The symphony follows a traditional four-movement scheme (Andante, Scherzo, Adagio, and a presto Finale). The first movement is a bit unusual, for instead of sonata-allegro we get something like a passacaglia, where all the paragraphs take roughly the same amount of time. If we think of the finale of the Brahms fourth, the movement becomes less out-of-the-way. Stevens adheres to the traditional rhetorical strategy of passacaglias - increasing tension with each paragraph. The movement begins in quiet brooding, builds to a final climax, and then, all passion spent, quickly fades.
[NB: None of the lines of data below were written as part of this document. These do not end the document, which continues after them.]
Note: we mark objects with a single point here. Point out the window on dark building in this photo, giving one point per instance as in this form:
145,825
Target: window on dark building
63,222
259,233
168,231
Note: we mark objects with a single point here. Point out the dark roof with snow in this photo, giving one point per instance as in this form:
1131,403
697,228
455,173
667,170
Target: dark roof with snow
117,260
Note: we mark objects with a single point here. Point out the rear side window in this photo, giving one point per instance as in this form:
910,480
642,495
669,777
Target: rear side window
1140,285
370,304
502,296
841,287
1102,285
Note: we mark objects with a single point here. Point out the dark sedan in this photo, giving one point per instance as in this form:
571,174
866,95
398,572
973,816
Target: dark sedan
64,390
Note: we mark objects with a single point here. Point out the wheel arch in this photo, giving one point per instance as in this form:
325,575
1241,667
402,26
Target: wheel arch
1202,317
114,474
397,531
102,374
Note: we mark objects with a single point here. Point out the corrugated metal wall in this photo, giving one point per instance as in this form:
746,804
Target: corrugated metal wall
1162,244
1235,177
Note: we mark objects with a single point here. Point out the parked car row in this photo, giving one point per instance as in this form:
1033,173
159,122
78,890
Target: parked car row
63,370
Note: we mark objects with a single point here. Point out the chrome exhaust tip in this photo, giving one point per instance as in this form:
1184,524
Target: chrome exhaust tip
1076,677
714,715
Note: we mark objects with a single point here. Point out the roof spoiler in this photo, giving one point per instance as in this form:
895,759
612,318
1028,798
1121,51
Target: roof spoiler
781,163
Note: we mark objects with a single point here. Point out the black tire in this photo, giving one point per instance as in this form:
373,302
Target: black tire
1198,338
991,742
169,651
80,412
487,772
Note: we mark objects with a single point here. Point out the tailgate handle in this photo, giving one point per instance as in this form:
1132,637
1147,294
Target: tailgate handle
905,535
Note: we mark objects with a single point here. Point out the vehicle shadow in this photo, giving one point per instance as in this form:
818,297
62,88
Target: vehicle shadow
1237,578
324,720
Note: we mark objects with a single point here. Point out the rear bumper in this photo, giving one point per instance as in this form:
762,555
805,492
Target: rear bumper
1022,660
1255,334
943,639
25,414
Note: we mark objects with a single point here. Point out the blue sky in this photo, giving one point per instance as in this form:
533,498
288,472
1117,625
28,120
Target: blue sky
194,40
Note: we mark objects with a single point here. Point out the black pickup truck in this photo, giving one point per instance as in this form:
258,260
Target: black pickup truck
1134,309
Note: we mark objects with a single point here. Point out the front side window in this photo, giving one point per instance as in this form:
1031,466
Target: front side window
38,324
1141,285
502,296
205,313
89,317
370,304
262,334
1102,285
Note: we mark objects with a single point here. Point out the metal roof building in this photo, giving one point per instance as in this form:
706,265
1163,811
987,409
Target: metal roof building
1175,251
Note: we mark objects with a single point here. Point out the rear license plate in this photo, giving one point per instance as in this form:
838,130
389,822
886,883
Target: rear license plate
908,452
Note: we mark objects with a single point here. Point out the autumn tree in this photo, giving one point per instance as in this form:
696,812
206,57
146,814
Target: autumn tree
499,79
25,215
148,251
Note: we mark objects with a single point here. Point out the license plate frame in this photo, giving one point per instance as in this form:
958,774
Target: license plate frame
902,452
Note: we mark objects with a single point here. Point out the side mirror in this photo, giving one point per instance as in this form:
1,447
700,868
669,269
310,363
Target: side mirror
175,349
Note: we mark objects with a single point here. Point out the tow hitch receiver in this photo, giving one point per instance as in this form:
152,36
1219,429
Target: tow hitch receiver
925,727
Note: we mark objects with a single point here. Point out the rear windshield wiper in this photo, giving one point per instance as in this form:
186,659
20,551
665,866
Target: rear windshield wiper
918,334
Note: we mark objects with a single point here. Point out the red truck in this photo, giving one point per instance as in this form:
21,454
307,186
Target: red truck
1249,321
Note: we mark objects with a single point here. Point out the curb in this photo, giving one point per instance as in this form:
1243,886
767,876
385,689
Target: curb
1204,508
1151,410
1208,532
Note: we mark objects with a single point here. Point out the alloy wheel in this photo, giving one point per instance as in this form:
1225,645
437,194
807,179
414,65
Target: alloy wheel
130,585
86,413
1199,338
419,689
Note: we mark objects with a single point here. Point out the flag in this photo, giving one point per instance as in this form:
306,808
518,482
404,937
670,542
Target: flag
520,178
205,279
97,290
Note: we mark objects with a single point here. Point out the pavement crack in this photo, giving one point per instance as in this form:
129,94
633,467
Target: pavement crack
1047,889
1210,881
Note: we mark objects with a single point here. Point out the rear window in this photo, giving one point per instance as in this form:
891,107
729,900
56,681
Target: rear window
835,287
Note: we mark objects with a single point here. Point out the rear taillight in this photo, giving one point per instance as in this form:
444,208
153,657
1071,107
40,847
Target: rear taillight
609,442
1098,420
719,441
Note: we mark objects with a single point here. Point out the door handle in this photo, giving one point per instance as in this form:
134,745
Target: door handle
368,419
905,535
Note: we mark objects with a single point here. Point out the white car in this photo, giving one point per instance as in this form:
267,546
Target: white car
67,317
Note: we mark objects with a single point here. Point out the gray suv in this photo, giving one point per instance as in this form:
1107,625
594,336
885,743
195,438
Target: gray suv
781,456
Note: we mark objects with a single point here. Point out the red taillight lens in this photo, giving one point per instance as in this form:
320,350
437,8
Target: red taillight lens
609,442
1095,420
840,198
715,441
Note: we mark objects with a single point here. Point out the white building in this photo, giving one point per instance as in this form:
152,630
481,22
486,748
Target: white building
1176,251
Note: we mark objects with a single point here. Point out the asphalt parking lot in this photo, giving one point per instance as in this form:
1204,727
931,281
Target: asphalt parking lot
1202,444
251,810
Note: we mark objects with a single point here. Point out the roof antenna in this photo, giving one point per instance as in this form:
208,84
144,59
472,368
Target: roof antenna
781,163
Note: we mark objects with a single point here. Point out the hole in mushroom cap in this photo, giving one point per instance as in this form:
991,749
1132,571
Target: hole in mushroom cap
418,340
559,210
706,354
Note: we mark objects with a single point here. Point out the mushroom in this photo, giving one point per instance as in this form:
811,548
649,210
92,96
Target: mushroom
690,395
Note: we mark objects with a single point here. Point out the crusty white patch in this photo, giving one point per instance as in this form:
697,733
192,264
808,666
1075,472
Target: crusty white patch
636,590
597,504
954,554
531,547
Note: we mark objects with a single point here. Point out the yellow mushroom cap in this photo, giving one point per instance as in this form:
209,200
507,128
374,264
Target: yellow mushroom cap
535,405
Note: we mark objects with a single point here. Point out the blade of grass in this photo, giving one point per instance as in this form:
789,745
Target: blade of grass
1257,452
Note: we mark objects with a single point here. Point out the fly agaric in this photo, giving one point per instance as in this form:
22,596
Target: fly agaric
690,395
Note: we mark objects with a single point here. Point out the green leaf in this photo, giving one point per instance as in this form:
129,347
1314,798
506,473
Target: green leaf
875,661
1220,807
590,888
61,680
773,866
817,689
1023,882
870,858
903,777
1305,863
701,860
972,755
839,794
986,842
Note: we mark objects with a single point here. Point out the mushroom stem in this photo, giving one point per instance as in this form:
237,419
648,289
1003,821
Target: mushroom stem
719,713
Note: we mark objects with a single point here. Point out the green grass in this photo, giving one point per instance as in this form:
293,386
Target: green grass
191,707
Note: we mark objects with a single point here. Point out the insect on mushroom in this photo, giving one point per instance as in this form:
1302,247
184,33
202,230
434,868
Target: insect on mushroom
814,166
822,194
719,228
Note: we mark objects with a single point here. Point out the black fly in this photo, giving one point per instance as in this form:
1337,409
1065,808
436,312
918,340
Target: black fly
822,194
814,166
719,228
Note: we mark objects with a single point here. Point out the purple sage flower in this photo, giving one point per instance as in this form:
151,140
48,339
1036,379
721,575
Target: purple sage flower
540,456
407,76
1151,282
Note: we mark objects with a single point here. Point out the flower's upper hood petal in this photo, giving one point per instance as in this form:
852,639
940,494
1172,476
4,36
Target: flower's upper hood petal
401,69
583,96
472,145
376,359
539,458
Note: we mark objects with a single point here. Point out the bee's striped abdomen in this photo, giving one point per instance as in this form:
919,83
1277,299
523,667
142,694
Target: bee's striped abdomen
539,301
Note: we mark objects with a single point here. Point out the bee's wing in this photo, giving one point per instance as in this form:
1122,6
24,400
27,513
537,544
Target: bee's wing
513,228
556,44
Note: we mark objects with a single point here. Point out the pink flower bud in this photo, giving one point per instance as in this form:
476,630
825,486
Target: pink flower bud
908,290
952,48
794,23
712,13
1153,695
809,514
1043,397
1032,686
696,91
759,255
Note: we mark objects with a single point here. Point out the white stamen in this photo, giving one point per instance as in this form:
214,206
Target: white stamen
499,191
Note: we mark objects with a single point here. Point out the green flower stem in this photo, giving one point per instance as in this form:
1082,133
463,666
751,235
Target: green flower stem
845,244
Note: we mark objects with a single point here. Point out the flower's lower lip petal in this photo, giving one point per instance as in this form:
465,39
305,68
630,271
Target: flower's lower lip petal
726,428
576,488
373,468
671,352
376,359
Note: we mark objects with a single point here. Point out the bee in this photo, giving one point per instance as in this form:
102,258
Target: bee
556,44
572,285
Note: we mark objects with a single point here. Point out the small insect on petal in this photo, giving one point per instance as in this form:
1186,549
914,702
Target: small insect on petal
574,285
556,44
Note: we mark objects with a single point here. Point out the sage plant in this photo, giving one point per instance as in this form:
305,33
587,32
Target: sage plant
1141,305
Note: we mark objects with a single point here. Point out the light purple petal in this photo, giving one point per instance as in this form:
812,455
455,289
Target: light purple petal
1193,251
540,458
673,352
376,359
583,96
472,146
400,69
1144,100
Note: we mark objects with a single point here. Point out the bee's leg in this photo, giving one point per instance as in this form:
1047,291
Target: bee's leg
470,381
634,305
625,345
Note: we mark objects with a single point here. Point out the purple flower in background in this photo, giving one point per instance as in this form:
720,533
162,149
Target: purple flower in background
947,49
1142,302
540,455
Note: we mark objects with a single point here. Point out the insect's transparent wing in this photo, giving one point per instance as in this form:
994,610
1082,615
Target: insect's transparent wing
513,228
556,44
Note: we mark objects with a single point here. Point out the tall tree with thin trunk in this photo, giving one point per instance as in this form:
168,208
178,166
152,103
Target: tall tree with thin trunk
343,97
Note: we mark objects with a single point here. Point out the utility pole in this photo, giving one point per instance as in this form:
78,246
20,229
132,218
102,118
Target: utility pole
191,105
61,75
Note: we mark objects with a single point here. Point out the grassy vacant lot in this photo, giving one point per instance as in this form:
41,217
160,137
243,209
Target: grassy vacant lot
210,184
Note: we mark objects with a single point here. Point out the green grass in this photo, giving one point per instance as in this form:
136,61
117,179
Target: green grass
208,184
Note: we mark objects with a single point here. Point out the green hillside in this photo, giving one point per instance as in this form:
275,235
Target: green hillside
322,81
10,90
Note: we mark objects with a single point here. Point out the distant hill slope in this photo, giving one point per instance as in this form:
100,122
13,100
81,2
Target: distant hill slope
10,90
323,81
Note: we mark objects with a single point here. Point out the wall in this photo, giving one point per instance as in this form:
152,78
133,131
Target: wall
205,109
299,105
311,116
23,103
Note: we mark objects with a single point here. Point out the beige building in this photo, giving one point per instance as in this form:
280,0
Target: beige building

The scherzo rages like an angry wasp. The trio surprises a bit, with traces of a pawky Prokofieff sardonicism. In a general way, the Adagio unfolds like the Barber Adagio for Strings, with a series of upward yearnings and fallbacks - my favorite movement of the symphony. The finale - a rondo structure - follows without a pause. Its "theme" is generally a very quick, highly contrapuntal version of the Adagio's basic idea. Beautifully lyric "episodes" break in. Ideas from earlier movements reappear, usually from the Andante and the Adagio. The symphony goes out in a glory of percussion and brass.

Kovacic is a tremendous violinist, assuming the role of hero with graceful strength. Downes and the BBC Philharmonic turn in performances that at least have the measure of both scores. In short, they make a strong case for Stevens. If you like the "hard" Vaughan Williams and Walton, I believe after hearing this CD you will want to acquire all the Stevens you can get your hands on. That's certainly how these readings affected me. On the other hand, I feel these stand among the best works of the century, and I'd love to hear what a sympathetic conductor of a major orchestra - like Simon Rattle or Michael Tilson Thomas, for example - would make of them.

The sound is fine, though not spectacular.